If you run an email service, you know when you’ve become popular because some bonehead spammer launches a dictonary attack against you. And, alas, someone has done this against Gmail.
For a long time I got no spam through my Gmail address whatsoever, having never made the address public. Then in the past two weeks at least two items a day have appeared. If I’ve never really told anyone about this address, then how did the spammers find out about it? The likely answer is a dictionary attack.
What this consists of is spammers generating addresses using a predifined list of words (a ‘dictionary’) at a particular domain and sending email to them. Those that bounce back are purged; those that don’t bounce are assumed to be active and added to a list of ‘good’ addresses. However with a popular site with millions of accounts, it’s possible to start with, say ‘aaaaaa@somewhere’, then ‘aaaaab@somewhere’ and so on.
Hotmail, Yahoo and all the other email providers will have all been victim to these attacks, but it appears Gmail is the latest in the firing line. There’s actually a pretty good way to tell if your address has been the victim of a dictionary attack – the spam will usually mention the username of another user in the subject line that is similar to yours. For example, when myrealbox.com was attacked in this way some time ago, I got emails for ‘firstname.lastname@example.org’ (or something similar) and those were sent to, say, 5 users with email addresses all starting with ‘n’. This seems to be the pattern with Gmail.

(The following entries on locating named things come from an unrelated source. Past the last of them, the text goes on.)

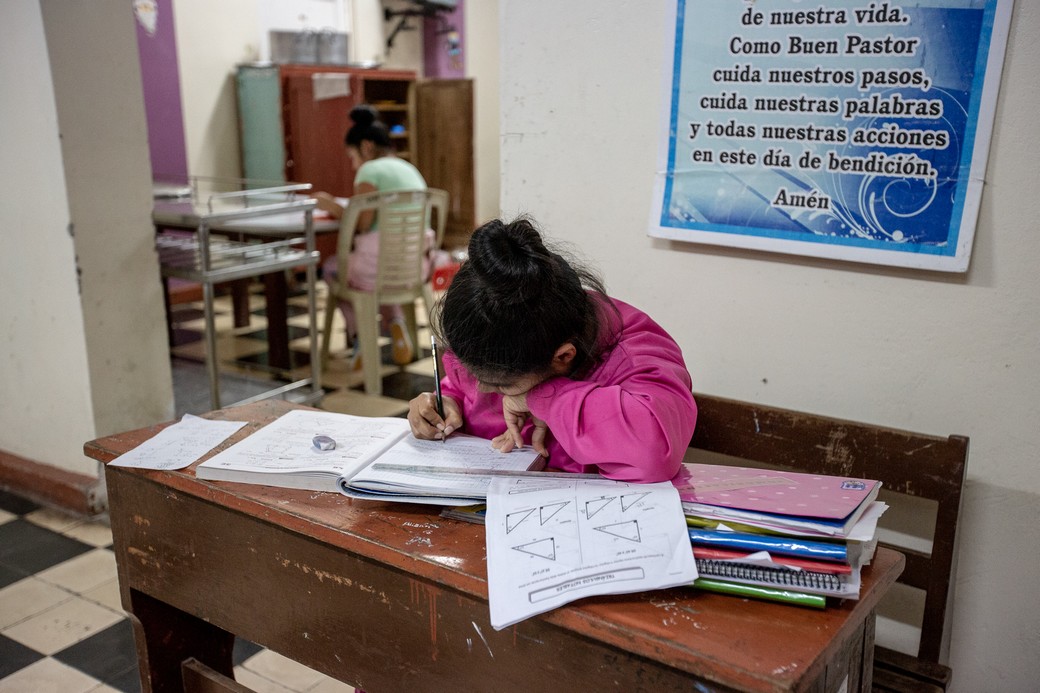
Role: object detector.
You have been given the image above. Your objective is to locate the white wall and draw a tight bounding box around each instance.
[0,0,94,473]
[174,0,422,178]
[500,0,1040,691]
[41,0,174,443]
[464,0,501,225]
[0,0,173,476]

There isn’t a huge amount that can be done to prevent dictionary attacks as most will be done using anonymous proxies and zombie machines – you can’t simply block the IP address that started the attack.

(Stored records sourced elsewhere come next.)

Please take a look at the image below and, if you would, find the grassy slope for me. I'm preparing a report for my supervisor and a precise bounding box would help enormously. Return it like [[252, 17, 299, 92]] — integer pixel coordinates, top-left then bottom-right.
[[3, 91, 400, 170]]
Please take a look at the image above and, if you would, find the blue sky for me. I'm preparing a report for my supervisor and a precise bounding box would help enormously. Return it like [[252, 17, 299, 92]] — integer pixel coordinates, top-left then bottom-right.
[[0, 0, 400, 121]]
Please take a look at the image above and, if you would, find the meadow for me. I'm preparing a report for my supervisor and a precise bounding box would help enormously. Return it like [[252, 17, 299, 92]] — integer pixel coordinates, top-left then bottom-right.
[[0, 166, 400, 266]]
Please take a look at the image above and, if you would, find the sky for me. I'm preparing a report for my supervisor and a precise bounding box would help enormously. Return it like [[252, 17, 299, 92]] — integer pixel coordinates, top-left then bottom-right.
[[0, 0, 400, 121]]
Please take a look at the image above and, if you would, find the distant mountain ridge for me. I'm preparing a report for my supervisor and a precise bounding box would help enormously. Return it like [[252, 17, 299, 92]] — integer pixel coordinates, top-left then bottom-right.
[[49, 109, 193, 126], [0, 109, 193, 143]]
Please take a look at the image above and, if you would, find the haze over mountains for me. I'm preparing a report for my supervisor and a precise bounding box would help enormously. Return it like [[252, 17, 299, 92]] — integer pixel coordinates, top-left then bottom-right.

That said, there is a way of avoiding them and that’s by using lesser known email services – or, better, using an email address at your own domain. Doing a dictionary attack against, say, my domain would be futile since I’m the only one who receives email from it. But if that domain had several thousand users than there’s a potential that at least one of those will actually be dumb enough to buy the ‘products’ being sold in the messages.